# HotSpot: Techniques for Modeling Thermal Effects at the Processor-Architecture Level

Kevin Skadron<sup>†</sup>, Mircea Stan<sup>‡</sup>, Marco Barcella<sup>‡</sup>, Amar Dwarka<sup>‡</sup>, Wei Huang<sup>‡</sup>, Yingmin Li<sup>†</sup>, Yong Ma<sup>‡</sup>, Amit Naidu<sup>†</sup>, Dharmesh Parikh<sup>†</sup>, Paolo Re<sup>‡</sup>, Garrett Rose<sup>‡</sup>, Karthik Sankaranarayanan<sup>†</sup>, Ram Suryanarayan<sup>‡</sup>, Sivakumar Velusamy<sup>†</sup>, Hao Zhang<sup>‡</sup>, Yan Zhang<sup>‡</sup>

†Dept. of Computer Science, ‡Dept. of Electrical and Computer Engineering University of Virginia Charlottesville, VA 22904 skadron@cs.virginia.edu or mircea@virginia.edu

#### Abstract

This paper describes a thermal-modeling approach that is easy to use and computationally efficient for modeling thermal effects and thermal-management techniques at the processor architecture level. Our approach models thermal behavior of the die and its package as a circuit of thermal resistances and capacitances that correspond to functional blocks at the architecture level. This yields a simple model that still accounts for heating in individual architecture-level blocks, while also capturing heat flow among blocks and through the package. A model like this that can be integrated with cyclelevel microarchitecture simulators is needed, because the architecture community has demonstrated growing interest in thermal management, but currently lacks any way to model on-chip temperatures in a tractable way.

# 1. Introduction

Many analysts suggest that increasing power density and resulting difficulties in managing on-chip temperatures are some of the most urgent obstacles to continued scaling of VLSI systems within the next five to ten years. Just as has been done before for power-aware computing, "temperature-aware" computing must be approached not just from the packaging community, but also the VLSI and processor-architecture communities. In particular the solutions developed by the VLSI and architecture communities are often synergistic and typically require cooperation. Circuit techniques can reduce heat dissipation for all circuits of a particular style, while processor-architecture solutions can often use global, runtime knowledge to change the behavior of large portions of the processor. There is growing interest in architecture-level solutions, as evidenced by recent work on fetch throttling and dynamic voltage scaling in response to thermal stress [2, 7, 12]. Yet the architecture community is currently completely lacking a way to model temperature at any level of granularity other than low-level circuits! As earlier work [12] using even a very simple thermal model showed, the accuracy of thermal modeling has a substantial effect on the accuracy of thermal-management studies at the processor-architecture level and the conclusions they draw. Without this essential modeling capability, architecture researchers are limited to crude and inaccurate estimation techniques and are unable to effectively develop and evaluate techniques for thermal management.
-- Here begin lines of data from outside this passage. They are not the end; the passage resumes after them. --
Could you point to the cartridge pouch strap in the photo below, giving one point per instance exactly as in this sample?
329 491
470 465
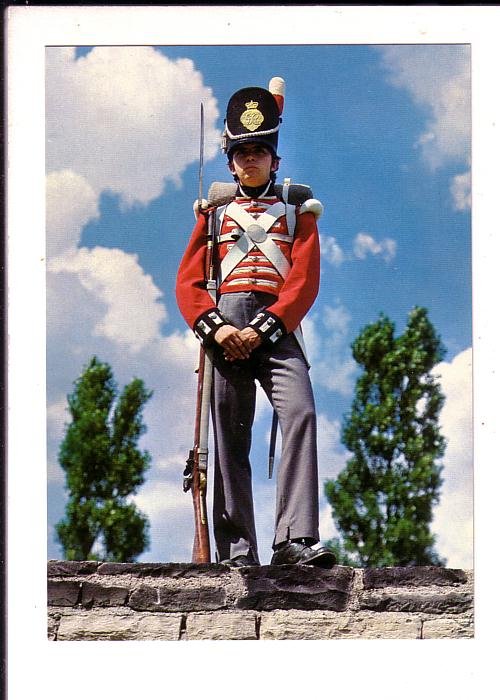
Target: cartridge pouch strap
254 234
207 325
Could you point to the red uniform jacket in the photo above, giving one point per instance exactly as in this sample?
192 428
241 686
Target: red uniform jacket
294 295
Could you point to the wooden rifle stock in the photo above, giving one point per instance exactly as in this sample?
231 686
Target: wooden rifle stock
195 474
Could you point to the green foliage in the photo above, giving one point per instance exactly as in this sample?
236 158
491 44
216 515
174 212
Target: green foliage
103 467
382 500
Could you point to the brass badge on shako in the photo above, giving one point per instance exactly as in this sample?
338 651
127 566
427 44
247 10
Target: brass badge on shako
251 118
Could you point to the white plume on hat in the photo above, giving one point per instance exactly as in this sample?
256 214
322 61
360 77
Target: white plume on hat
277 90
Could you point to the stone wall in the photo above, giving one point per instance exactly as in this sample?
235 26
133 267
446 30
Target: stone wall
107 601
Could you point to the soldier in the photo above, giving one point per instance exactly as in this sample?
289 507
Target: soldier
267 250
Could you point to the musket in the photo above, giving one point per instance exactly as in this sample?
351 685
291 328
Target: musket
195 473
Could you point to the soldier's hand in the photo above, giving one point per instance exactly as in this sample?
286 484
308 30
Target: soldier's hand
236 346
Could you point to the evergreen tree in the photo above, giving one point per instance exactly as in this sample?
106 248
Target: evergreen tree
382 500
103 467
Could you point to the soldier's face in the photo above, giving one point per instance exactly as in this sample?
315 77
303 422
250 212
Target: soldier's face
252 164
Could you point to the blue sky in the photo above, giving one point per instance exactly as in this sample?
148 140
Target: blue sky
381 134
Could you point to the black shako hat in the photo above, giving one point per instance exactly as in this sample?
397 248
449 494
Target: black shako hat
253 116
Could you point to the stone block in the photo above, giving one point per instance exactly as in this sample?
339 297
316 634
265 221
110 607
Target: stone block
461 627
322 625
300 587
177 599
97 594
414 576
101 625
221 625
52 626
63 593
455 602
71 568
174 570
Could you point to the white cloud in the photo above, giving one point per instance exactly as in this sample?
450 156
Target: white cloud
327 344
461 191
365 244
453 518
125 118
71 203
438 79
133 312
331 250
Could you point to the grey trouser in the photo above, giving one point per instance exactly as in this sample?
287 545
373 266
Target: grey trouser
283 374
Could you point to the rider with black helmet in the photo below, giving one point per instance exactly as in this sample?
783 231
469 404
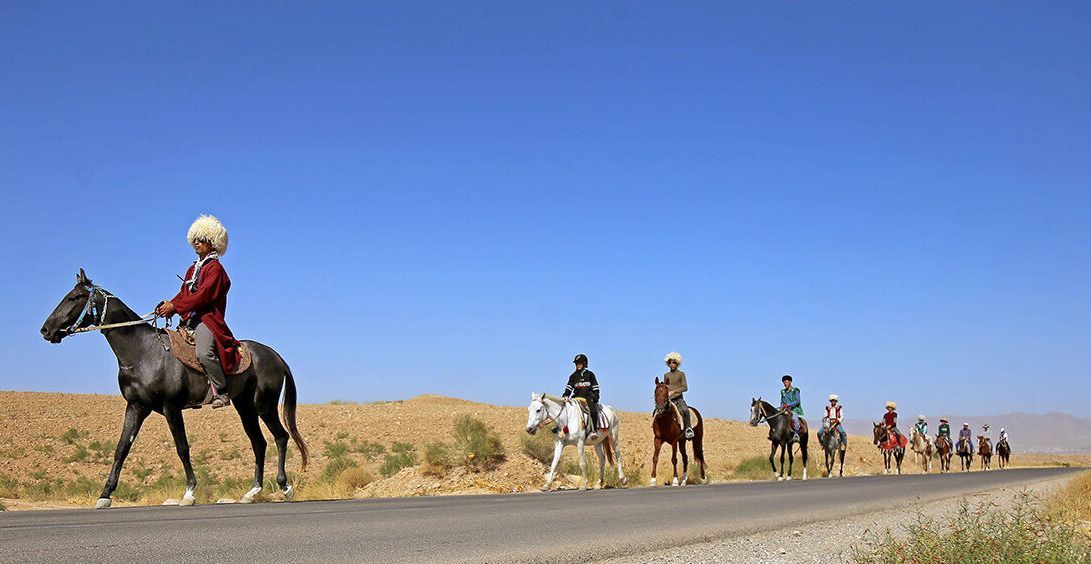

We describe work in progress to develop a thermal modeling framework called *HotSpot* for use by processor architects. It consists of portable modules to be incorporated into popular cycleaccurate processor power/performance simulators like Wattch [3]. The key capabilities of HotSpot are

- *Floorplanning*: The ability to use the specified architecturelevel processor configuration and user-supplied area estimates to derive a high-level floorplan that gives adjacencies of the functional blocks of interest.
- *Lumped-RC Modeling*: The ability to model dynamic, localized heating in and among architecture-level functional blocks. This is accomplished by deriving an equivalent circuit model based on lumped thermal resistances and capacitances for the blocks and their connections to each other and to the package. The circuit is simple, making it reasonable to use in a cycle-level microarchitecture simulator.

These have been integrated into a portable software package that can easily be incorporated into architecture-level simulators and has already been integrated into Wattch [3].

## 2. Thermal Modeling at the Architecture Level

Prior work on thermal issues in the architecture field has not modeled temperature at all, using instead a mere average of power dissipation values as a proxy. Yet a simple average is insufficient to capture transient thermal behavior. HotSpot provides a direct model of temperature by computing thermal R/C values and constructing a circuit model for the heat dissipation by and among the different architecture-level blocks within a microprocessor. This functionality is encapsulated in a portable software module that can be integrated into architecture-level power-performance simulators like Wattch. The power-performance simulator determines cycleby-cycle power dissipations, which HotSpot then uses to compute heating and heat flow over time.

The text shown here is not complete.